I, Zhao Dongwan, joined the revolution in 1938 at the age of 12. Over the years, I have worked and studied in various regions, departments, and units. However, the most unforgettable and vivid memories are from my 14 years at the Fulaerji Heavy Machinery Factory (hereafter referred to as “Yizhong”). Those years remain etched in my mind.
Upon hearing about this assignment, I felt both excited and somewhat confused. I had no idea what Fulaerji was like. I had never heard of it before and had never been there. Yet, knowing that the organization that had trained me had made this decision, I believed there must be a valid reason behind it. I could not question it, so I happily accepted the assignment and vowed to carry out the tasks given to me.
In September 1957, I reported to the Fulaerji First Heavy Machinery Factory and, from that moment on, joined the vast workforce at Yizhong in the exhilarating construction boom and the challenging preparations for production technology.
Originally, Fulaerji was a small fishing village inhabited by the Daur ethnic group, situated on the banks of the Nen River. It was a barren land, covered in wild grass, with wolves and wild dogs fighting among the weeds. Its existence could not be found in any history books, nor was it marked on any map—it was an uninhabited, desolate region.
The natural conditions here were harsh and unforgiving. The climate was bitterly cold, with strong winds that often made walking impossible. At times, the wind was so fierce that people had to crawl on all fours just to move forward. The temperature was often below -30°C, sometimes even plunging to -40°C. Despite these extreme conditions, the builders of Yizhong were undeterred. They faced the challenge head-on, marching forward with determination as they began constructing the factory.
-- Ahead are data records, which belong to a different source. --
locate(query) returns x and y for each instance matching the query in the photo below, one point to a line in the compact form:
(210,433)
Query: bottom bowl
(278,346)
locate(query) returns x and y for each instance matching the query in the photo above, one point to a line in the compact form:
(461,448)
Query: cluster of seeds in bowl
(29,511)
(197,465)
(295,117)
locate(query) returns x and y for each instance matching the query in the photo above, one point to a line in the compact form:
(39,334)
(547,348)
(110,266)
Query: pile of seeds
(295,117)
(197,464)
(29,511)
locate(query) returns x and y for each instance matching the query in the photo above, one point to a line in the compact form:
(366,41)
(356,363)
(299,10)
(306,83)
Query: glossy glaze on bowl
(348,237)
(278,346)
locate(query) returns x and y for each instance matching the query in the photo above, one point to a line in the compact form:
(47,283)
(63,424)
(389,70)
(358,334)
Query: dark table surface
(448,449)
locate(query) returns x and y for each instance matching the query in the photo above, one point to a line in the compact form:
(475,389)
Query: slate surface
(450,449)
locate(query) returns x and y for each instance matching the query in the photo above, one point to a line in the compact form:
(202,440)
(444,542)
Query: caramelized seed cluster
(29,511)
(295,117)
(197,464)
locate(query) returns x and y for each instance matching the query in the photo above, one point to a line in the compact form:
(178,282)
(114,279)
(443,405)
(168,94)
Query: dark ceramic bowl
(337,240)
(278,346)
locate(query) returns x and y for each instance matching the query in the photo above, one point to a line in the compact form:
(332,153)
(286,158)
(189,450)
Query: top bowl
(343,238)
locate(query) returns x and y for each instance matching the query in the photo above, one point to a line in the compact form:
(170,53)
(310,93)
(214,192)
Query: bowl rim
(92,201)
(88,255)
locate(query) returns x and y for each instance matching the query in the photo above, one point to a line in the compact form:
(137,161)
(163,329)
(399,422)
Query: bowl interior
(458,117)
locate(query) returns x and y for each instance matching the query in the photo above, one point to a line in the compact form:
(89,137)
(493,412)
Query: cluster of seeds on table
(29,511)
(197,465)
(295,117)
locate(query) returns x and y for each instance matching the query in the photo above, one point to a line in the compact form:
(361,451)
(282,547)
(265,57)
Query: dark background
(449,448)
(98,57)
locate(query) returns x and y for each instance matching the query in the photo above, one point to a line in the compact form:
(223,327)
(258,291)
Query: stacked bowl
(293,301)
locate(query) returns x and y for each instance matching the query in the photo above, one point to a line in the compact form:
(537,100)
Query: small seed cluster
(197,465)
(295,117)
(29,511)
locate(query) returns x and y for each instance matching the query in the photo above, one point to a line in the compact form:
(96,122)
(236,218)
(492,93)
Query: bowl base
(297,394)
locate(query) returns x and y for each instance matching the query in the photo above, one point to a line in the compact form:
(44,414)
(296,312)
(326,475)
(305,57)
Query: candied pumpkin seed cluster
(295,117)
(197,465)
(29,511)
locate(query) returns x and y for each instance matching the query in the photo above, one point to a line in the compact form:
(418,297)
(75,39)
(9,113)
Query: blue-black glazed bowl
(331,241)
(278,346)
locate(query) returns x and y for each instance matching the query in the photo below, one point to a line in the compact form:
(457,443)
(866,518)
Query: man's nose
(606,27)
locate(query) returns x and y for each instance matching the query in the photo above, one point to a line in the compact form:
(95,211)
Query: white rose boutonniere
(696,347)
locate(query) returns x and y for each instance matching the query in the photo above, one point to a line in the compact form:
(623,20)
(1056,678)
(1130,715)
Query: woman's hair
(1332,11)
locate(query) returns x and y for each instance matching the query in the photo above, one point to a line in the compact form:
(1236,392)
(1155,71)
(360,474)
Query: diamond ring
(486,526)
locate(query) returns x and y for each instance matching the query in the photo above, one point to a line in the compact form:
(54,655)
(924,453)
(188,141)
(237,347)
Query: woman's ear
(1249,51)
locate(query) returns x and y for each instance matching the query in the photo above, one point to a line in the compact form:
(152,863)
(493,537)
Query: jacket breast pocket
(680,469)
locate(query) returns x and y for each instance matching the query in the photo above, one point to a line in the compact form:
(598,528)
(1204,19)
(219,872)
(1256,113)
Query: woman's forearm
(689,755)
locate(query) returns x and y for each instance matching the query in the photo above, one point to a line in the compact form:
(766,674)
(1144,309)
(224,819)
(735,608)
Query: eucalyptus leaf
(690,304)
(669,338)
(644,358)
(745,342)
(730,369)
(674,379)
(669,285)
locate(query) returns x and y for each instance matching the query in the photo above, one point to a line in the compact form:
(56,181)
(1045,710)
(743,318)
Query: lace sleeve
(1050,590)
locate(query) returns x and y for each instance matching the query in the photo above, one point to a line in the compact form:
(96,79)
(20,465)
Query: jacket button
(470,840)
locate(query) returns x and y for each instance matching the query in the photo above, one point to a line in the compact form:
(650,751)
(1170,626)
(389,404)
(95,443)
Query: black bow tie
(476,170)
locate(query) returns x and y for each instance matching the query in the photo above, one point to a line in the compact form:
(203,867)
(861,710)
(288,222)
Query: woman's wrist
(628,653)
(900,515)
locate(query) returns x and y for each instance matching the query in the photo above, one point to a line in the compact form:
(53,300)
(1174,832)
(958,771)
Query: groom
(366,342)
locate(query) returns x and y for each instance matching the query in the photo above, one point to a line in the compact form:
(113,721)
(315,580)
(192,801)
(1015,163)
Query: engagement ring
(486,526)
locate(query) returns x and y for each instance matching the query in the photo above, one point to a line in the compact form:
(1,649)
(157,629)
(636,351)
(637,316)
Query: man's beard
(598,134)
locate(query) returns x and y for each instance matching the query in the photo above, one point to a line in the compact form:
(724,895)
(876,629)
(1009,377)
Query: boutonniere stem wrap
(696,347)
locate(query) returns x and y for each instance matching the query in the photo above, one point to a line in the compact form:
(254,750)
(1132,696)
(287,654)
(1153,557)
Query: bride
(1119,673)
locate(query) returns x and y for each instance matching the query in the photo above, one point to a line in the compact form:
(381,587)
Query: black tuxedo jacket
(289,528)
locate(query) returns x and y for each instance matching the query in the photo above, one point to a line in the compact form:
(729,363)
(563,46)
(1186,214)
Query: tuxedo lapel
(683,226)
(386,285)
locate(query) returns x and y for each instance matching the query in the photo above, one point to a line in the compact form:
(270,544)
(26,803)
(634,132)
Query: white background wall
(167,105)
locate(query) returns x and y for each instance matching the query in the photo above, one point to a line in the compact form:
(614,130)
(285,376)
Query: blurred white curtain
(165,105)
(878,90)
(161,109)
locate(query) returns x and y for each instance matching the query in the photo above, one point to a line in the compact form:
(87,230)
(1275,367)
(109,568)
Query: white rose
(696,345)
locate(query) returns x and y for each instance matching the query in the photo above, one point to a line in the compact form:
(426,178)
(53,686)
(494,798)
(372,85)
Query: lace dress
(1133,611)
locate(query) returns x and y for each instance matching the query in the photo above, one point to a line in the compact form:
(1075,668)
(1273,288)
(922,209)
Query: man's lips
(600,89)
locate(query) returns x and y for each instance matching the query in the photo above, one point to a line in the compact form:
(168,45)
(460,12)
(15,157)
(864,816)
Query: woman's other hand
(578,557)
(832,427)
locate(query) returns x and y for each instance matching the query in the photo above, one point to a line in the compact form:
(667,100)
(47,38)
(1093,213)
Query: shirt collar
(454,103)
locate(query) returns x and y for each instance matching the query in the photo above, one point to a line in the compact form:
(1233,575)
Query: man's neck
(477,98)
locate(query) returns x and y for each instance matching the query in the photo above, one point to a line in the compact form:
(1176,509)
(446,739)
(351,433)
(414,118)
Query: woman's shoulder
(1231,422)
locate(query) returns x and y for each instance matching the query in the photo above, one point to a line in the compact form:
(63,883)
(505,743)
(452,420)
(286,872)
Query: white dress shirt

The construction scale of Yizhong was grand, with 114 engineering projects. The factory occupied an area of 5.8 million square meters, with a total construction area of 630,000 square meters. The factory housed more than 6,000 pieces of equipment, with the largest workshop covering over 50,000 square meters. The highest building, the heat treatment workshop, stood at 40 meters, while the underground caisson project, with a depth of 26.5 meters, made the total height nearly 70 meters. The largest overhead crane had a lifting capacity of 300 tons. Fulaerji First Heavy Machinery Factory was the largest and most modern heavy machinery plant of the 1950s and is considered the largest modern heavy machinery factory in Asia.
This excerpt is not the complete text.